Treatment of Full-Thickness Rotator Cuff Tear with Symptomatic Acromioclavicular Joint
This protocol addresses patients with a confirmed full-thickness rotator cuff tear who also present with a symptomatic acromioclavicular joint — a distinct clinical combination that directly influences treatment selection and planning.
Clinical Scenario
The patient has a full-thickness rotator cuff tear with concurrent symptomatic involvement of the acromioclavicular joint. This co-presentation is explicitly accounted for in the structured treatment approach, as it affects both conservative and procedural management decisions.
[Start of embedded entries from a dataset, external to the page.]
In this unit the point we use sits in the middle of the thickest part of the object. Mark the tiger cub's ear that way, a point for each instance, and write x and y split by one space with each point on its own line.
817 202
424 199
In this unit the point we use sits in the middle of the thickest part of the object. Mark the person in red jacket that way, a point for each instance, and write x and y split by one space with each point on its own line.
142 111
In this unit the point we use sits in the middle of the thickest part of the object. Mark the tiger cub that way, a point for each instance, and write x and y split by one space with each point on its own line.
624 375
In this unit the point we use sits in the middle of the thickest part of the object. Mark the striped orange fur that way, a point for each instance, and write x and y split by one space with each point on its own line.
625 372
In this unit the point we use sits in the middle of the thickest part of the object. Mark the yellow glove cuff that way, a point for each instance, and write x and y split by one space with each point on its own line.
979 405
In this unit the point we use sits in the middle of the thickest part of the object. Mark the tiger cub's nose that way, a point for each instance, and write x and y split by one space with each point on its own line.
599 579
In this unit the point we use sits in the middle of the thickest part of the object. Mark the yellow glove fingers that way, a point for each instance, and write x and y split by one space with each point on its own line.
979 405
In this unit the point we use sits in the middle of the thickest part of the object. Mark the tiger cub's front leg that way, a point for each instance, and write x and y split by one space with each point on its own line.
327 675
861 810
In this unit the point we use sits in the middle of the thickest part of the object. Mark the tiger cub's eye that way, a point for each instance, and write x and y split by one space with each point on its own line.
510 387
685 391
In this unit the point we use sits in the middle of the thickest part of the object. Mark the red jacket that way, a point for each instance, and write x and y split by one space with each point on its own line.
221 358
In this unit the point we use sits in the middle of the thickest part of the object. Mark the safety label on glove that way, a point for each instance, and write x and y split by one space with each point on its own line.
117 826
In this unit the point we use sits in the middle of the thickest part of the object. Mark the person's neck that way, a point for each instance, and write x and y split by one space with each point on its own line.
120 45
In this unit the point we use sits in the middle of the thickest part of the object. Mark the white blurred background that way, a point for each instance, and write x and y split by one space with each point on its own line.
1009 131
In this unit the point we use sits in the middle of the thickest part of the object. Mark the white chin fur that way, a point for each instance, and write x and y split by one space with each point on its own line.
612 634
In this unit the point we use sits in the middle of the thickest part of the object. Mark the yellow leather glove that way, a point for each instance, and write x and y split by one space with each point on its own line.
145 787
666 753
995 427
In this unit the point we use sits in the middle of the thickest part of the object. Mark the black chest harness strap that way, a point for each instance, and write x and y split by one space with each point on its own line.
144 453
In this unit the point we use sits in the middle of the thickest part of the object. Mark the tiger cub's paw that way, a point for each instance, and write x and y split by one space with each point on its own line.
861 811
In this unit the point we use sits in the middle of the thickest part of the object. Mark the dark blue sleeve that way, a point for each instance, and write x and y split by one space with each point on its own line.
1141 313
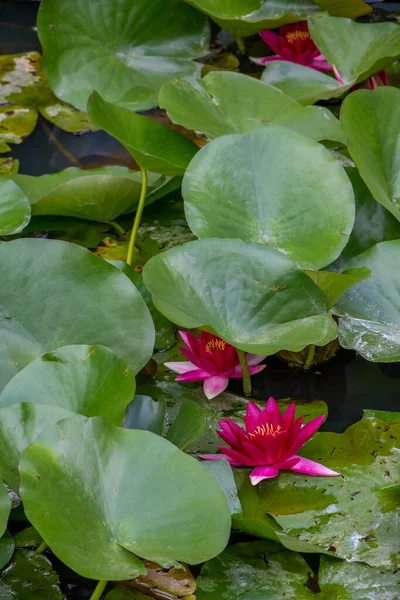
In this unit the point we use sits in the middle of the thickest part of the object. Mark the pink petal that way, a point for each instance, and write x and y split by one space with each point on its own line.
252 418
195 375
271 39
255 359
260 473
182 366
215 385
310 467
305 433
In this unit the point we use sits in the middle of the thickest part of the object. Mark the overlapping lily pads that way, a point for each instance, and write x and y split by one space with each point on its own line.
370 312
89 380
66 296
252 296
125 51
114 494
372 123
224 103
273 187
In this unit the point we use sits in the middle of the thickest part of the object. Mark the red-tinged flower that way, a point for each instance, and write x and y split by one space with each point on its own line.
293 44
269 443
212 360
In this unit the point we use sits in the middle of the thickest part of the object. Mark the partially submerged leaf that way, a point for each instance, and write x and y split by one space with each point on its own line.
107 508
89 380
155 147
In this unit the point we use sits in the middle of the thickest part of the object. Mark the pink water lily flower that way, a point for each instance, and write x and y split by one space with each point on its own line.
212 360
293 44
269 443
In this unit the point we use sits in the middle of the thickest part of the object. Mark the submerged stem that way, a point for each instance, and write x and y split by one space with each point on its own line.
245 372
310 356
138 216
43 546
98 592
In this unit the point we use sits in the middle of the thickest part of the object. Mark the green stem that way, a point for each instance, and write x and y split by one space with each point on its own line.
120 230
310 356
138 216
98 592
43 546
241 45
245 372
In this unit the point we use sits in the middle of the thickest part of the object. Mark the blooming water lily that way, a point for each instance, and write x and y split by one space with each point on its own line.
269 442
212 360
293 44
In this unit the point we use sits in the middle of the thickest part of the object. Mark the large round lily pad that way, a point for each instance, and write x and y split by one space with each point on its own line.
224 103
370 312
15 210
89 380
252 296
372 123
273 187
66 295
101 496
125 50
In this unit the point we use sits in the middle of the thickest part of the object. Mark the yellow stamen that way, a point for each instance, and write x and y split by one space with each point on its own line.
215 344
297 35
266 430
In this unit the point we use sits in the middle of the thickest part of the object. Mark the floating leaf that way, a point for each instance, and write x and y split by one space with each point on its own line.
89 380
66 296
19 426
356 515
154 146
15 210
105 507
370 312
334 285
246 17
372 123
224 103
357 50
266 187
254 571
134 46
30 575
208 284
97 194
16 123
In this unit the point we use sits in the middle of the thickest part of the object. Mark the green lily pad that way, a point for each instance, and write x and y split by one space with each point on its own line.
246 17
5 507
355 515
9 166
16 123
135 46
302 83
97 194
7 547
373 222
105 508
224 103
266 187
66 296
89 380
20 425
370 312
334 285
357 50
15 210
155 147
254 571
371 121
339 579
30 575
Treatment Approach (Partial Overview)
Management in this setting may involve physical therapy alongside a targeted injection-based intervention for short-term improvement in shoulder pain and function. The complete structured regimen — including sequencing, specific modalities, and procedural detail — is available via the full protocol.
Clinical Goals
Treatment aims for measurable improvement in validated shoulder outcome scores and strength, alongside meaningful reduction in pain — with evidence supporting sustained benefit for a defined period following appropriate intervention.
References
- Moderate strength evidence supports the use of distal clavicle resection as a concomitant treatment to arthroscopic repair for patients with full-thickness rotator cuff tears and symptomatic acromioclavicular joints.
- Strong evidence supports that both physical therapy and operative treatment result in significant improvement in patient-reported outcomes for patients with symptomatic small to medium full-thickness rotator cuff tears.
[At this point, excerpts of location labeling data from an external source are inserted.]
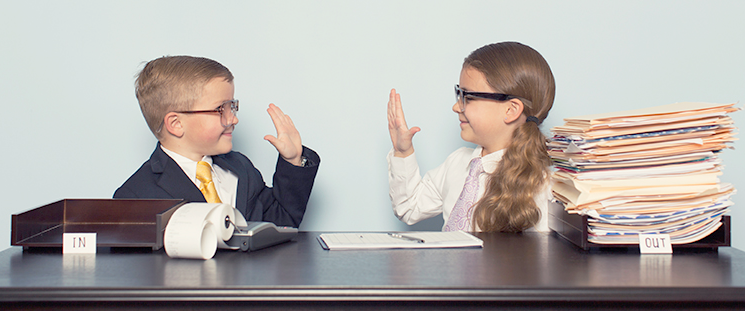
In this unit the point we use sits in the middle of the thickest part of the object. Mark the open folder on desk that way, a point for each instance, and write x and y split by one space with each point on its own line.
417 239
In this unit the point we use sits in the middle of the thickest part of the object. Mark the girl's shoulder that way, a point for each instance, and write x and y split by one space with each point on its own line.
461 154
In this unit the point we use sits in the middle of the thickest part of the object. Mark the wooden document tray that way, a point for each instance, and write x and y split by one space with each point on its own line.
573 227
116 222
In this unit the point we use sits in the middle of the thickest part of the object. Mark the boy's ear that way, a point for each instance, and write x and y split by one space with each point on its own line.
172 124
514 110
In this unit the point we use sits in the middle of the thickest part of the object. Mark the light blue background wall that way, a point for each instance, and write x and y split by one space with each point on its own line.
71 127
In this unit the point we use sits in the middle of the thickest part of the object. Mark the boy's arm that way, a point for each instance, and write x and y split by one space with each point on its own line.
284 204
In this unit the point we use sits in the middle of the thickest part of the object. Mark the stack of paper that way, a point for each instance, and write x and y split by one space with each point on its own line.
652 170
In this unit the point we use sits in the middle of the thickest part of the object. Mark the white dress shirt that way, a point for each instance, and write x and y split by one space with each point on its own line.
416 198
226 183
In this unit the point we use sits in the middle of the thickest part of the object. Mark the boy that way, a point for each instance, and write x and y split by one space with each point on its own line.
188 104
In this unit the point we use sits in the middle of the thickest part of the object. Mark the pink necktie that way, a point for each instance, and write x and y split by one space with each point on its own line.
460 217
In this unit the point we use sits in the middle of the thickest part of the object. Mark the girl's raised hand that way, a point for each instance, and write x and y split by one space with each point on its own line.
401 134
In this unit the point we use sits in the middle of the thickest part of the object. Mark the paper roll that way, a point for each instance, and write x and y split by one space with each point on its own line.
196 229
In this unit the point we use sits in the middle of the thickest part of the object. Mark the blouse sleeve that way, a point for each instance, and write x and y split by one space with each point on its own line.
414 197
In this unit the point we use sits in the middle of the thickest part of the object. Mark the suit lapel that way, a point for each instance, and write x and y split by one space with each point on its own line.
173 179
241 195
- Moderate evidence supports the use of a single injection of corticosteroids with local anesthetic for short-term improvement in both pain and function for patients with shoulder pain.
- Both physical therapy and operative repair groups demonstrated clinically meaningful improvement from baseline in the Constant score, ASES score, SF-36 score, and strength.
- It showed an advantage in favor of injections with improvement in pain and functional scores for up to 12 weeks following the injection.